Metalnewsnet 17 Jun : TEX reported that Asian market conditions for steel export deals will continue to mark time for the next few months as users in various destinations favor taking a wait and see stance altogether. As a result, Japanese integrated steelmakers are expected to wait until what they would negotiate in earnest for August and Septembers of their various steel exports to Asian destinations.
Asian export market prices have turned weak since the middle of the April to June quarter, for which several factors are held responsible. First, China's steel exports are on the increase. Second, China's domestic steel market conditions have fallen in prices. Third, South Korea faces a depreciation of the won against the US dollar. Fourth, rumor is afloat about revisions of China's export duty rebates.
China's steel exports this year totaled 3,200,000 tons in March and 4,150,000 tons in April. In the background are Chinese steelmakers' positive exports to meet better sales prices than domestic deals. On their part, various users in Asia have turned to a wait-and-see position in anticipation of lower prices in what they purchase from China.
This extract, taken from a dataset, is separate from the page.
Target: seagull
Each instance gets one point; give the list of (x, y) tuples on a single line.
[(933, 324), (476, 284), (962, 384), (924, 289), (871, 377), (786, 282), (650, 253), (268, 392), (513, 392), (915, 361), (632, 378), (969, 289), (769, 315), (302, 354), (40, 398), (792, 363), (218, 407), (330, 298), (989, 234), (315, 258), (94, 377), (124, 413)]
Under the existing circumstances, Chinese steel exports are expected to trend upward at least until June shipments.
Meanwhile, a depreciation of the won is seen as relating to South Korea's confrontation with North Korea. But there are expectations for an easing of the tension shortly between the two countries. Besides, South Korea's domestic manufacturing industries, focusing on autos, are in good shape. Therefore, there are few prospects of South Korean steelmakers falling into a deterioration of their operations.